How the System Receives Time
The IP Office control unit contains a battery backed clock which is used to maintain system time during normal operation and when mains power is removed. The time is obtained using Time protocol (RFC868) requests. Note that this is different from Network Time Protocol (NTP).
Following a reboot the IP Office control unit sends out a time request on its LAN1 interface. It first makes the request to the Voicemail Server IP address in its configuration and, if it receives no reply, then makes a broadcast request.

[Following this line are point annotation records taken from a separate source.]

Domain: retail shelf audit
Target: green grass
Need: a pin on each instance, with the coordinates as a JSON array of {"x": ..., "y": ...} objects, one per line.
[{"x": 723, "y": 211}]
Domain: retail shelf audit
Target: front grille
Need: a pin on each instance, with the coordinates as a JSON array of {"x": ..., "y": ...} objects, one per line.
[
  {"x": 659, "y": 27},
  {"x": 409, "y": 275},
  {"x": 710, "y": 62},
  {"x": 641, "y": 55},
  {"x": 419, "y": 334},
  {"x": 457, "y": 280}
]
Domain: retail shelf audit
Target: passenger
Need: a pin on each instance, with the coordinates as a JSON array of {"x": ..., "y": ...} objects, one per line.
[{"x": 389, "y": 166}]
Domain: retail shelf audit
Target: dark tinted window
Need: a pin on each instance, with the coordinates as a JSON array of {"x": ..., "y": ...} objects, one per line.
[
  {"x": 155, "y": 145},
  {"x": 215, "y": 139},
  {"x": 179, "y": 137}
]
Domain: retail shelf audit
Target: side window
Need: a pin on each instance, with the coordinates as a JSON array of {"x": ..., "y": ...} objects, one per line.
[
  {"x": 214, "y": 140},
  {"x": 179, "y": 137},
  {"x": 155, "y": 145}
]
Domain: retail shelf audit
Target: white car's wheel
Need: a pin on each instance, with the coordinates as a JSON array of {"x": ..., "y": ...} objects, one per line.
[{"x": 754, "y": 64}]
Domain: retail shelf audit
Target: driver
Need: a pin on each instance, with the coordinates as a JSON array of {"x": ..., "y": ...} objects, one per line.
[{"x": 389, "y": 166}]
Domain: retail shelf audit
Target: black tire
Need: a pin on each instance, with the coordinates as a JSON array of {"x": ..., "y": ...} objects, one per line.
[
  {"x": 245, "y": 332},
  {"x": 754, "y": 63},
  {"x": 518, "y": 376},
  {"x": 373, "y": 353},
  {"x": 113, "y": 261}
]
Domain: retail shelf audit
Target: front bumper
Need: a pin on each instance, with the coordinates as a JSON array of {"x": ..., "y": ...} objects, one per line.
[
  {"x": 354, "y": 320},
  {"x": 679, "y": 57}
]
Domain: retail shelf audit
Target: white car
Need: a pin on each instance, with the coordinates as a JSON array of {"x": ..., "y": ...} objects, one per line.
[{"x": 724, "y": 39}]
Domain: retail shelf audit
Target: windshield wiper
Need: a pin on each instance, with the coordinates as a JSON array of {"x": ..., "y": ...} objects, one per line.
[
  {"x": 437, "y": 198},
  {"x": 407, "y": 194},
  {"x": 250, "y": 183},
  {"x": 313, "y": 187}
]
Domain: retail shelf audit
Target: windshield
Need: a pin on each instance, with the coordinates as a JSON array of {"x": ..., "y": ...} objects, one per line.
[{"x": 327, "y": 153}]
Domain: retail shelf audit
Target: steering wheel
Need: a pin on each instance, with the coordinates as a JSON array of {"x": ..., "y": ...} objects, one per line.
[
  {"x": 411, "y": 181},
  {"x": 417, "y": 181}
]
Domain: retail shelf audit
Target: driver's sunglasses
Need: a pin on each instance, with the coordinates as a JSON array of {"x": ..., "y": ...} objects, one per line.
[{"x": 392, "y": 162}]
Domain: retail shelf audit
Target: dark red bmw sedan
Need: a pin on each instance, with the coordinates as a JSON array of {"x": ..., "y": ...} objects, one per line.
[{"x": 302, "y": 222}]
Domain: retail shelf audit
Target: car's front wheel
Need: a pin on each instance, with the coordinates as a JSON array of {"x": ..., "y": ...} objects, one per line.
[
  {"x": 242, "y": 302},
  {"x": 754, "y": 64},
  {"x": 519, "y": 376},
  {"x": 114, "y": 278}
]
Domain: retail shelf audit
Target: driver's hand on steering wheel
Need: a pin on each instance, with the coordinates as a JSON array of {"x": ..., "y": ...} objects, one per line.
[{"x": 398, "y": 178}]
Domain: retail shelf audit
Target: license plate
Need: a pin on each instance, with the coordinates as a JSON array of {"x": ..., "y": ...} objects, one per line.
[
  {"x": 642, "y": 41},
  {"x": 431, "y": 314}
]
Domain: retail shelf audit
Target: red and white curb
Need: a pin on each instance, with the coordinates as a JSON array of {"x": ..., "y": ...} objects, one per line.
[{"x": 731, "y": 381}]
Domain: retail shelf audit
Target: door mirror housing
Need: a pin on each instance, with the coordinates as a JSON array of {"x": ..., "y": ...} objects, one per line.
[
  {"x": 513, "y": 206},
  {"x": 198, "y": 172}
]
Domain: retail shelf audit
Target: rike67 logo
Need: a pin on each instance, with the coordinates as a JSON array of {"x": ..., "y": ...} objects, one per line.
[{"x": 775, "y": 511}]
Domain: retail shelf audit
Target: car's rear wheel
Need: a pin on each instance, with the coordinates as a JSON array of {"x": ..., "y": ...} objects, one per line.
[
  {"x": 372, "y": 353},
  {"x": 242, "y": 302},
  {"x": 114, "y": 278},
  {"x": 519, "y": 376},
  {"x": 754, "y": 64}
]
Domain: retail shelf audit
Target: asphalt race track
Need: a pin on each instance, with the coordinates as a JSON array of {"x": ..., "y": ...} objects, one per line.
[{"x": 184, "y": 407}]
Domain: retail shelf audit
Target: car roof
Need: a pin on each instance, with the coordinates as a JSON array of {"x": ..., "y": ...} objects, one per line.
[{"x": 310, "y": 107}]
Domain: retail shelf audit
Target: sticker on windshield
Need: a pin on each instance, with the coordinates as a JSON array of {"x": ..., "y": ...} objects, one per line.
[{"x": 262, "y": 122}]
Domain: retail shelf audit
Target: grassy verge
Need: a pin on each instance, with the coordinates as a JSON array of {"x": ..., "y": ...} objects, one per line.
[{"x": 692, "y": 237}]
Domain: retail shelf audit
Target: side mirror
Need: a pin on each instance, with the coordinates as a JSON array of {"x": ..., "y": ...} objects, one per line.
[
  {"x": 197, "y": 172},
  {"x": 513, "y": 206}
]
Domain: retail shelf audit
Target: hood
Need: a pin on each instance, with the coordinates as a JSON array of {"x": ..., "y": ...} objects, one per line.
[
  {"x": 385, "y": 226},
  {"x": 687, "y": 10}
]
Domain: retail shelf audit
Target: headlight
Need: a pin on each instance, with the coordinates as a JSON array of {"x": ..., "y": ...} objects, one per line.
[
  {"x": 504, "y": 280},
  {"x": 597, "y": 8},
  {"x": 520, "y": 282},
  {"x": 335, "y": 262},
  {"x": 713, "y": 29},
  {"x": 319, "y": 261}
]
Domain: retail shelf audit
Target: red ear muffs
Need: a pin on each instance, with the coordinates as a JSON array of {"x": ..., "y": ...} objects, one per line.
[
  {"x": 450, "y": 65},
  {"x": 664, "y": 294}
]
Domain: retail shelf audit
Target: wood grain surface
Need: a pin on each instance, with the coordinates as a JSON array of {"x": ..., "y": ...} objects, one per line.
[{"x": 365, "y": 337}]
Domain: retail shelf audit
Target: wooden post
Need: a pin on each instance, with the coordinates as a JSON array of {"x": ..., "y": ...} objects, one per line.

The Voicemail Lite Server, Voicemail Pro Server/Service and the Manager program can all act as Time servers, giving the time as set on their host PC's. If you are running Manager when the Voicemail Server starts, then Voicemail does not start as a time server. It is therefore highly recommended that you have no copy of Manager running when you start or restart the Voicemail Server.
A specific address for the time server that should be used can be set in the IP Office configuration (System | System | Time Server IP Address). Setting this address to 0.0.0.1 also disables the IP Office's time update requests.
When using a time server located in a different time zone from the IP Office, there are two mechanisms for applying an offset to the time. If Manager is acting as the time server, the time offset for each can be specified through the BOOTP entry for the system. Alternatively, the offset can specified in the IP Office configuration (System | System | Time Offset).